Une plateforme pédopornographique du dark web a été démantelée en 2024. Un homme d’une trentaine d’années, arrêté à Toulouse, est soupçonné d’en avoir été le gestionnaire durant deux ans.
La plateforme s’appelait “Alice in Wonderland”, en référence au livre de Lewis Carroll et à sa jeune héroïne. Mais on était très loin de l’univers poétique de l’auteur. Là, il s’agissait d’un site pédopornographique du dark web. Vendredi, un homme né en 1994 a été mis en examen et placé en détention provisoire pour l’avoir alimenté durant deux ans.

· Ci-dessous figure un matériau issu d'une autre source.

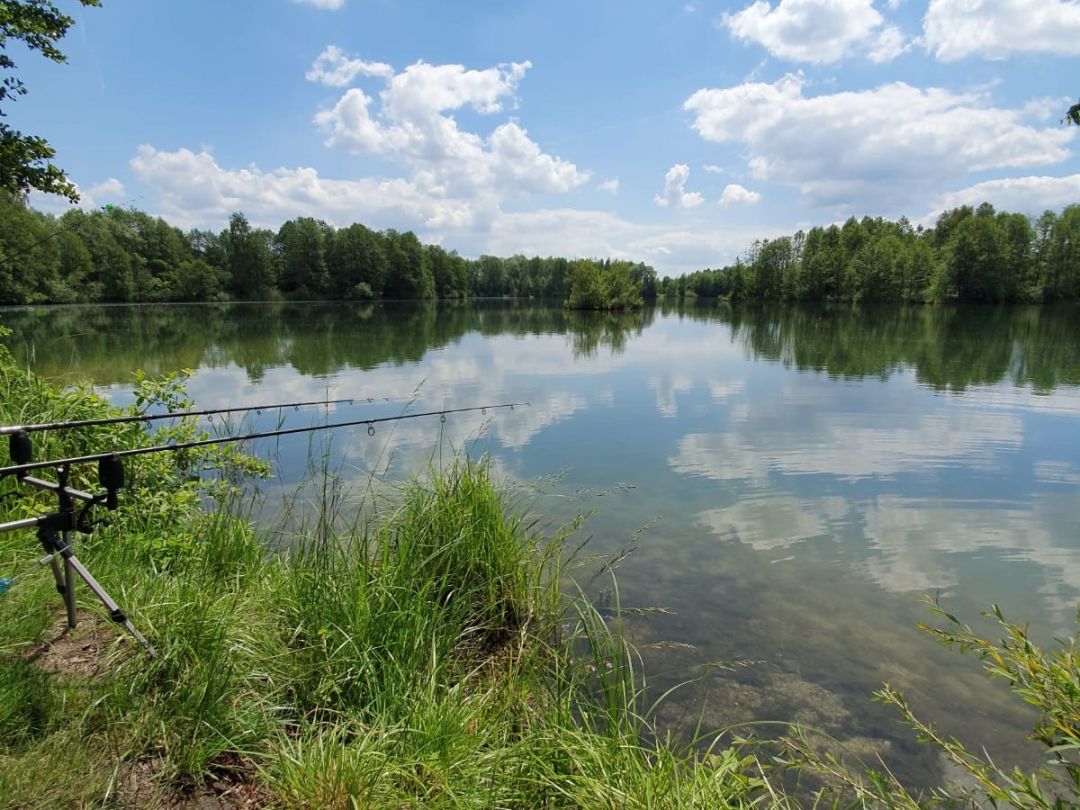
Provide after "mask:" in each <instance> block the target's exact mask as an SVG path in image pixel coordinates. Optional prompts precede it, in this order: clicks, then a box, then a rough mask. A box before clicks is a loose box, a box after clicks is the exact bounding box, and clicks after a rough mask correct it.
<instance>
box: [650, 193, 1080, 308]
mask: <svg viewBox="0 0 1080 810" xmlns="http://www.w3.org/2000/svg"><path fill="white" fill-rule="evenodd" d="M660 294H661V295H663V296H675V297H688V296H702V297H721V298H731V299H752V300H813V301H1053V300H1072V299H1077V298H1080V205H1071V206H1069V207H1067V208H1065V211H1063V212H1062V213H1061V214H1056V213H1054V212H1050V211H1048V212H1047V213H1044V214H1043V215H1042V216H1040V217H1039V218H1038V219H1036V220H1035V221H1031V220H1030V219H1029V218H1028V217H1026V216H1024V215H1023V214H1007V213H1003V212H996V211H995V210H994V206H993V205H990V204H988V203H983V204H982V205H980V206H978V207H977V208H972V207H971V206H968V205H966V206H963V207H959V208H955V210H953V211H948V212H946V213H944V214H942V215H941V216H940V217H939V218H937V221H936V224H935V226H934V227H932V228H922V227H913V226H912V224H910V222H909V221H908V220H907V219H906V218H902V219H900V220H899V221H890V220H888V219H881V218H877V219H872V218H869V217H864V218H863V219H861V220H860V219H855V218H853V217H852V218H851V219H848V221H846V222H845V224H843V225H842V226H835V225H832V226H828V227H827V228H811V229H810V231H808V232H804V231H799V232H797V233H796V234H795V235H793V237H782V238H780V239H773V240H761V241H758V242H755V243H754V244H753V246H752V247H751V248H750V251H748V252H747V253H746V254H745V255H744V256H743V257H741V258H740V259H738V260H737V261H735V262H734V265H731V266H728V267H724V268H719V269H708V270H701V271H698V272H694V273H689V274H686V275H680V276H678V278H675V279H671V278H666V279H663V280H662V281H661V282H660Z"/></svg>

Ce trentenaire a été interpellé à Toulouse, il est soupçonné d’avoir été le gestionnaire du site qui a fait l’objet d’investigations durant deux ans, de 2022 jusqu’à sa fermeture en septembre 2024. L’enquête a été initialement ouverte en juin 2024 par la section de lutte contre la cybercriminalité. Les investigations ont ensuite été confiées à l’Office des mineurs (Ofmin). Selon le parquet de Paris, l’individu aurait créé des sections spécifiques et géré les utilisateurs du portail illicite.
Poursuivi pour détention et diffusion d’images de mineurs à caractère pédopornographique
Le parquet a requis sa mise en examen pour fourniture d’une plateforme en ligne permettant des transactions illicites en bande organisée. Il est également poursuivi pour détention et diffusion d’images de mineurs à caractère pédopornographique. D’après les autorités, le suspect est né en 1994 et opérait sous couvert d’anonymat.
La défense de l’accusé conteste la nécessité de l’incarcération immédiate dans l’attente du procès. Son avocat, Me Ambroise Palle, a déclaré à l’AFP que “ce type de dossier fait parfois basculer la détention provisoire, mécanisme d’exception visant à prévenir des risques strictement délimités, vers une condamnation morale avant jugement”. Avant d’ajouter que “la condamnation morale devrait rester prudente, car la consommation de pédopornographie correspond souvent à la dérive d’une addiction subie dans un contexte de solitude, plus qu’au choix délibéré d’un monstre. Dans ce contexte, un suivi psychologique semblerait plus adapté qu’une cellule”.
En novembre dernier, la justice allemande a déjà condamné cinq exploitants de cette même plateforme à des peines allant jusqu’à dix ans et demi de prison. Ce réseau international comptait, selon les rapports judiciaires, des centaines de milliers d’utilisateurs à travers le monde.